Ein Vorstand macht sich nicht dadurch strafbar, dass er eine verbotene Abbildung an einem Vereinsgebäude aus politischen Gründen nicht entfernt, entschied das OLG Hamm. Eine Garantenstellung aus Gesinnung dürfe es nicht geben.
In einem Rechtsstreit um eine verbotene Abbildung an einem Vereinsgebäude hat sich ein Vereinsvorsitzender aus Bielefeld letztinstanzlich vor dem Oberlandesgericht (OLG) Hamm durchgesetzt. Er hat sich strafrechtlich nicht dafür zu verantworten, dass er einen rechtswidrigen Zustand nicht beseitigt – aus welchen politischen Gründen auch immer (Urt. v. 23.11.2020, Az. III-3 RVs 47/20).

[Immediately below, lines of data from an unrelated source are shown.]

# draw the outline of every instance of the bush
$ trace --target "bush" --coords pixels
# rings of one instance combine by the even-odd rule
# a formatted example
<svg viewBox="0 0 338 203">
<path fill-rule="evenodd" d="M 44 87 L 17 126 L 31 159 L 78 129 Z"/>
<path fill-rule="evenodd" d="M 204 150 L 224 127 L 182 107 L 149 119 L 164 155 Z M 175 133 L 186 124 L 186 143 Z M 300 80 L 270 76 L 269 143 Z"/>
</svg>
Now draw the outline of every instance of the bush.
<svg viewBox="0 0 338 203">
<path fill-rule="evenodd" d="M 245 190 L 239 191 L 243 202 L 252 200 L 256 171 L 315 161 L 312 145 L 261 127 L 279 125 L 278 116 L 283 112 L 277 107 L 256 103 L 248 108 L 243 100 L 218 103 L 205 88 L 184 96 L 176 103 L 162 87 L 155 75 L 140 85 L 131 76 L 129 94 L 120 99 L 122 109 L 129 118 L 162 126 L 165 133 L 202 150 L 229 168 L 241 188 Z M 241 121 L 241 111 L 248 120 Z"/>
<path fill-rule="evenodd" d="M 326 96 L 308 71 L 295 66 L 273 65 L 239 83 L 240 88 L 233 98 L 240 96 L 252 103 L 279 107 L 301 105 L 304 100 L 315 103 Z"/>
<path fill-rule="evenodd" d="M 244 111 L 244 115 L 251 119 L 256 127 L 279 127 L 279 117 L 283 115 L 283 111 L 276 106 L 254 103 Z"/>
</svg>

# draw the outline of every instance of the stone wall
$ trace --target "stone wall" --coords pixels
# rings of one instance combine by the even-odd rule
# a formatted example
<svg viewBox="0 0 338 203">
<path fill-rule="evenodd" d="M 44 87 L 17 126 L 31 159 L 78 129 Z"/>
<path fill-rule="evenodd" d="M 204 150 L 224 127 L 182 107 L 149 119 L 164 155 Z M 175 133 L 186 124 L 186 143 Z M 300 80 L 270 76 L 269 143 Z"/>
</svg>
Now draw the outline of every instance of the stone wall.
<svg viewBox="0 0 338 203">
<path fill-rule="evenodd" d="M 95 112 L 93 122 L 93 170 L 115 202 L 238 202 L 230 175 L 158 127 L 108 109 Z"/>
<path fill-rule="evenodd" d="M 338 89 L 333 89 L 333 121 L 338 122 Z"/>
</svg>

Auf der Rollade eines unabhängigen Jugendzentrums ist seit 1994 ein zweimal drei Meter großes Bild mit einer Flagge der Nationalen Befreiungsfront Kurdistans (ERNK), einer Teilorganisation der in Deutschland seit 1993 verbotenen PKK, zu sehen. Die Polizei wurde nach einer anonymen Email im Jahr 2017 auf die Abbildung aufmerksam. Gegenüber dem Vorstandsmitglied kündigte sie nach Gerichtsangaben an, auf eine strafrechtliche Verfolgung zu verzichten, wenn das Symbol freiwillig entfernt werde.

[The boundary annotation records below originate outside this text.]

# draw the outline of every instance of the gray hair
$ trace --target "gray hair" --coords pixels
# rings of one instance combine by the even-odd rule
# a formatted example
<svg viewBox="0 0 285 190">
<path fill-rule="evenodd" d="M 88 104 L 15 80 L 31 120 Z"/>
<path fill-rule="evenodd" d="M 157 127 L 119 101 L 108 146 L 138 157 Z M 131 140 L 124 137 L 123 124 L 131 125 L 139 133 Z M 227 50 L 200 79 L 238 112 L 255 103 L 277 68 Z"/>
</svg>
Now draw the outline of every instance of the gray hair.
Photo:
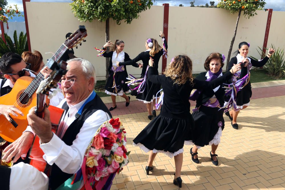
<svg viewBox="0 0 285 190">
<path fill-rule="evenodd" d="M 67 63 L 73 61 L 79 62 L 81 64 L 81 68 L 83 72 L 86 74 L 86 77 L 89 79 L 90 77 L 94 78 L 94 85 L 96 84 L 96 73 L 95 68 L 91 63 L 86 60 L 82 58 L 74 58 L 70 59 L 66 62 Z"/>
</svg>

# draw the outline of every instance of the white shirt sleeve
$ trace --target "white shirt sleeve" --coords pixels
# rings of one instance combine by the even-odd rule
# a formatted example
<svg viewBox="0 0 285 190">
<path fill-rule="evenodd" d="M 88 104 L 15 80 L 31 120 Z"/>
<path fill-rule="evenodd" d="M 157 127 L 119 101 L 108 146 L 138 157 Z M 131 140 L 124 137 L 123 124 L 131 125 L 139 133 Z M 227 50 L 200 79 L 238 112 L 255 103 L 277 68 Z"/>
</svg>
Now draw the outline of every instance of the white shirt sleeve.
<svg viewBox="0 0 285 190">
<path fill-rule="evenodd" d="M 100 126 L 109 119 L 107 115 L 99 110 L 88 117 L 71 146 L 54 134 L 50 141 L 40 146 L 44 153 L 44 159 L 50 165 L 55 164 L 64 172 L 75 173 L 81 167 L 86 149 L 94 135 Z"/>
</svg>

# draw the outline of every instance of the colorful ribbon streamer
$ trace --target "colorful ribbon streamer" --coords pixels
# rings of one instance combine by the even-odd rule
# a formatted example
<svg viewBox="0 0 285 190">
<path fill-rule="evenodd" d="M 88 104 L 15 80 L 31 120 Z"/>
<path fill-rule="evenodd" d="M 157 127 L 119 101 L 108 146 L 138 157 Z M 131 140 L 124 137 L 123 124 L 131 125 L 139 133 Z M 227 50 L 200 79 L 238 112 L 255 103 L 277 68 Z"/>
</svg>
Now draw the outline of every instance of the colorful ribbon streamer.
<svg viewBox="0 0 285 190">
<path fill-rule="evenodd" d="M 97 49 L 97 48 L 95 47 L 93 47 L 95 48 L 95 49 L 97 50 L 97 51 L 99 52 L 99 54 L 97 55 L 97 57 L 99 57 L 99 56 L 103 56 L 103 54 L 105 53 L 105 52 L 106 51 L 106 50 L 107 50 L 107 49 L 106 49 L 105 50 L 101 50 L 99 49 Z"/>
</svg>

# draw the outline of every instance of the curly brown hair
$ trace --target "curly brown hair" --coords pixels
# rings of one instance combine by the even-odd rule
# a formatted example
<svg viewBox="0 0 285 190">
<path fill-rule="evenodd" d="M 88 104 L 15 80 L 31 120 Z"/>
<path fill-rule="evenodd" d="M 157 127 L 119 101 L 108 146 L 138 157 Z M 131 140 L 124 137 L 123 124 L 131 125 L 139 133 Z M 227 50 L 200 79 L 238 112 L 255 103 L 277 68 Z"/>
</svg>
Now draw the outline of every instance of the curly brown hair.
<svg viewBox="0 0 285 190">
<path fill-rule="evenodd" d="M 193 84 L 192 62 L 186 55 L 176 56 L 172 58 L 164 74 L 166 76 L 170 77 L 174 83 L 183 84 L 189 80 Z"/>
<path fill-rule="evenodd" d="M 204 68 L 205 68 L 205 69 L 207 71 L 210 70 L 210 62 L 213 59 L 219 59 L 221 60 L 221 68 L 222 68 L 224 64 L 222 61 L 223 60 L 222 56 L 221 54 L 219 53 L 212 53 L 206 59 L 205 63 L 204 64 Z"/>
</svg>

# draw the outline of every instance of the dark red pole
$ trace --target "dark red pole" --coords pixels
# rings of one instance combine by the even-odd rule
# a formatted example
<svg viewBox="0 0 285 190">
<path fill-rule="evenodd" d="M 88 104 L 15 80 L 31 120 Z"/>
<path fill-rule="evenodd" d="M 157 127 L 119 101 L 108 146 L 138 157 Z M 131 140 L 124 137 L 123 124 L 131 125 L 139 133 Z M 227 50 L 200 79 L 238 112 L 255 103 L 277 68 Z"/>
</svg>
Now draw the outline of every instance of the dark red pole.
<svg viewBox="0 0 285 190">
<path fill-rule="evenodd" d="M 163 16 L 163 33 L 165 39 L 168 42 L 168 18 L 169 13 L 169 3 L 164 3 L 162 5 L 164 6 L 164 13 Z M 163 74 L 166 68 L 167 58 L 163 56 L 162 58 L 162 69 L 161 73 Z"/>
<path fill-rule="evenodd" d="M 27 10 L 26 8 L 26 2 L 29 2 L 30 0 L 23 0 L 23 7 L 24 8 L 24 14 L 25 17 L 25 23 L 26 24 L 26 31 L 27 32 L 27 40 L 29 50 L 31 51 L 31 42 L 30 41 L 30 33 L 29 33 L 29 25 L 28 24 L 28 17 L 27 17 Z"/>
<path fill-rule="evenodd" d="M 269 30 L 270 28 L 270 23 L 271 23 L 271 18 L 272 16 L 272 11 L 273 9 L 267 9 L 268 11 L 268 16 L 267 17 L 267 21 L 266 23 L 266 28 L 265 29 L 265 34 L 264 36 L 264 41 L 263 42 L 263 48 L 262 51 L 263 52 L 264 55 L 265 55 L 266 52 L 266 47 L 267 47 L 267 41 L 268 41 L 268 35 L 269 35 Z M 261 59 L 263 59 L 263 58 L 261 56 Z"/>
</svg>

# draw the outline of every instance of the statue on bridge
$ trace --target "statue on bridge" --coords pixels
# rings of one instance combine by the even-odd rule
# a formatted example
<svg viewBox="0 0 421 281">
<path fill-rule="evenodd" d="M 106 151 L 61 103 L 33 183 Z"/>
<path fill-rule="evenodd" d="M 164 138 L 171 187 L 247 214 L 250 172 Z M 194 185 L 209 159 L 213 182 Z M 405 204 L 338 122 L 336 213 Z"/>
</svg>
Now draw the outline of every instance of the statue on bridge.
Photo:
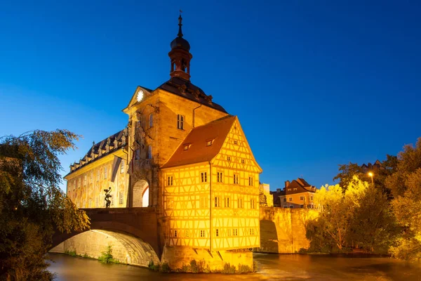
<svg viewBox="0 0 421 281">
<path fill-rule="evenodd" d="M 111 204 L 111 200 L 109 198 L 112 197 L 111 194 L 111 186 L 108 188 L 108 189 L 105 189 L 104 192 L 105 192 L 105 208 L 109 208 L 109 205 Z"/>
</svg>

Weil der Aufforderung aber niemand nachkam, klagte die Staatsanwaltschaft den Vereinsvorsitzenden an, da er das Kennzeichen eines verbotenen Vereins verwende. Vom Amtsgericht (AG) Bielefeld ist er deswegen auch zu einer geringen Geldstrafe verurteilt worden. In der zweiten Instanz sprach das Landgericht (LG) Bielefeld den Mann allerdings frei, wogegen die Staatsanwaltschaft in Revision ging.

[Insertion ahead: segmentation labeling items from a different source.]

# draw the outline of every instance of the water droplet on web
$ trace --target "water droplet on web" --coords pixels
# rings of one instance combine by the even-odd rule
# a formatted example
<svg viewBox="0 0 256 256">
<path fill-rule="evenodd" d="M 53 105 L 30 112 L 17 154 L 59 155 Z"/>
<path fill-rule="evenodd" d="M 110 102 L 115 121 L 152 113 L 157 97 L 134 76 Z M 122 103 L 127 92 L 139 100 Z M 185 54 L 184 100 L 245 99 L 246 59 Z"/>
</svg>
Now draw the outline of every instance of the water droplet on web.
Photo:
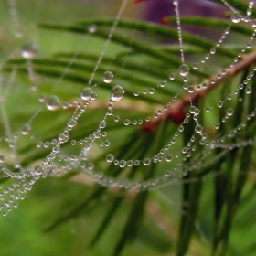
<svg viewBox="0 0 256 256">
<path fill-rule="evenodd" d="M 26 124 L 21 129 L 21 134 L 27 135 L 31 132 L 31 127 L 29 124 Z"/>
<path fill-rule="evenodd" d="M 182 64 L 180 67 L 179 67 L 179 73 L 181 76 L 185 77 L 185 76 L 187 76 L 188 73 L 189 73 L 189 67 L 186 64 Z"/>
<path fill-rule="evenodd" d="M 195 128 L 195 132 L 197 133 L 201 133 L 203 132 L 203 127 L 201 125 L 197 125 Z"/>
<path fill-rule="evenodd" d="M 129 120 L 129 119 L 125 119 L 125 120 L 123 121 L 123 124 L 124 124 L 124 125 L 129 125 L 129 124 L 130 124 L 130 120 Z"/>
<path fill-rule="evenodd" d="M 173 160 L 173 155 L 169 154 L 165 156 L 166 162 L 171 162 Z"/>
<path fill-rule="evenodd" d="M 126 161 L 125 161 L 125 160 L 120 160 L 120 161 L 119 161 L 119 166 L 120 166 L 121 168 L 125 167 L 125 166 L 126 166 Z"/>
<path fill-rule="evenodd" d="M 195 63 L 195 64 L 193 65 L 193 69 L 194 69 L 195 70 L 198 69 L 198 64 L 197 64 L 197 63 Z"/>
<path fill-rule="evenodd" d="M 250 93 L 251 92 L 251 87 L 247 87 L 247 88 L 245 89 L 245 92 L 246 92 L 247 94 L 250 94 Z"/>
<path fill-rule="evenodd" d="M 231 15 L 231 21 L 233 23 L 240 23 L 240 15 L 239 13 L 233 13 Z"/>
<path fill-rule="evenodd" d="M 114 157 L 113 157 L 113 155 L 112 154 L 109 154 L 106 156 L 106 160 L 107 160 L 107 162 L 111 163 L 111 162 L 112 162 L 114 160 Z"/>
<path fill-rule="evenodd" d="M 252 10 L 251 8 L 247 9 L 246 14 L 248 16 L 251 16 L 252 15 Z"/>
<path fill-rule="evenodd" d="M 135 97 L 138 97 L 140 95 L 140 91 L 135 91 L 133 94 L 134 94 Z"/>
<path fill-rule="evenodd" d="M 121 85 L 115 85 L 111 91 L 111 99 L 120 101 L 124 95 L 124 89 Z"/>
<path fill-rule="evenodd" d="M 68 122 L 68 126 L 69 127 L 74 127 L 77 124 L 77 121 L 75 119 L 69 119 Z"/>
<path fill-rule="evenodd" d="M 0 164 L 4 164 L 5 162 L 5 155 L 0 155 Z"/>
<path fill-rule="evenodd" d="M 48 96 L 46 100 L 46 106 L 50 111 L 57 110 L 59 108 L 59 104 L 60 104 L 60 101 L 55 95 Z"/>
<path fill-rule="evenodd" d="M 113 73 L 111 71 L 106 71 L 103 75 L 103 81 L 106 83 L 111 83 L 113 80 Z"/>
<path fill-rule="evenodd" d="M 94 24 L 90 25 L 90 26 L 88 27 L 88 32 L 89 32 L 89 33 L 95 33 L 96 30 L 97 30 L 97 26 L 94 25 Z"/>
<path fill-rule="evenodd" d="M 44 166 L 41 165 L 36 165 L 35 172 L 37 175 L 41 175 L 44 172 Z"/>
<path fill-rule="evenodd" d="M 173 73 L 173 74 L 170 74 L 170 77 L 169 77 L 170 80 L 175 80 L 176 79 L 176 74 Z"/>
<path fill-rule="evenodd" d="M 91 98 L 93 91 L 91 87 L 86 86 L 80 92 L 80 98 L 84 101 L 89 101 Z"/>
<path fill-rule="evenodd" d="M 106 127 L 106 125 L 107 125 L 107 123 L 106 123 L 105 120 L 101 120 L 101 121 L 100 122 L 100 124 L 99 124 L 100 128 L 103 129 L 103 128 Z"/>
<path fill-rule="evenodd" d="M 21 55 L 23 58 L 30 59 L 33 59 L 37 52 L 37 47 L 34 43 L 27 43 L 22 47 Z"/>
<path fill-rule="evenodd" d="M 149 165 L 150 163 L 151 163 L 151 159 L 150 159 L 150 158 L 145 158 L 145 159 L 144 160 L 144 165 L 146 165 L 146 166 Z"/>
<path fill-rule="evenodd" d="M 233 114 L 234 111 L 233 109 L 228 109 L 227 110 L 227 115 L 231 116 Z"/>
<path fill-rule="evenodd" d="M 222 108 L 222 107 L 223 107 L 223 102 L 222 102 L 222 101 L 219 101 L 219 102 L 217 104 L 217 106 L 218 106 L 219 108 Z"/>
<path fill-rule="evenodd" d="M 150 94 L 154 94 L 154 93 L 155 93 L 155 89 L 154 89 L 154 88 L 151 88 L 151 89 L 149 90 L 149 93 L 150 93 Z"/>
</svg>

OLG: Politische Anschauung darf nicht über Strafbarkeit entscheiden
Aber auch das OLG konnte kein strafrechtlich relevantes Verhalten des Vorstands erkennen. Er sei nicht dazu verpflichtet gewesen, die Abbildung zu beseitigen – zumal er sie nicht selbst angebracht habe und erst seit 2013 in verantwortlicher Person innerhalb des Vereins sei, so der zuständige 3. Strafsenat.
Das OLG lehnte damit eine Garantenstellung ihm Rahmen des vorgeworfenen Unterlassungsdelikts ab. Anderes als die Staatsanwaltschaft in ihrer Revisionsbegründung, stellte das Hammer Gericht nicht darauf ab, welchen Grund der Mann damit verfolgte, das Bild nicht beseitigen zu wollen - die Anklage trug umfassend zu der Ausrichtung des Vereins und dem naheliegenden politischen Motiv vor. Dies würde nach dem OLG aber im Ergebnis dazu führen, dass eine Gesinnung unter Strafe gestellt werden würde, indem die politische Ausrichtung über eine Unterlassungsstrafbarkeit entscheide.
Dies widerspreche eindeutig den Werten des Grundgesetzes (GG) und insbesondere dem schrankenlos gewährten Grundrecht Art. 3 Abs. 3 GG, heißt es in der Begründung des OLG. Danach darf niemand wegen seiner politischen Anschauung benachteiligt werden.
Eine andere, durch das rechtskräftige Urteil nicht entschiedene Frage sei, ob der Vorsitzende oder der Verein das Bild wegen einer ordnungsbehördlichen Verpflichtung entfernen müssten.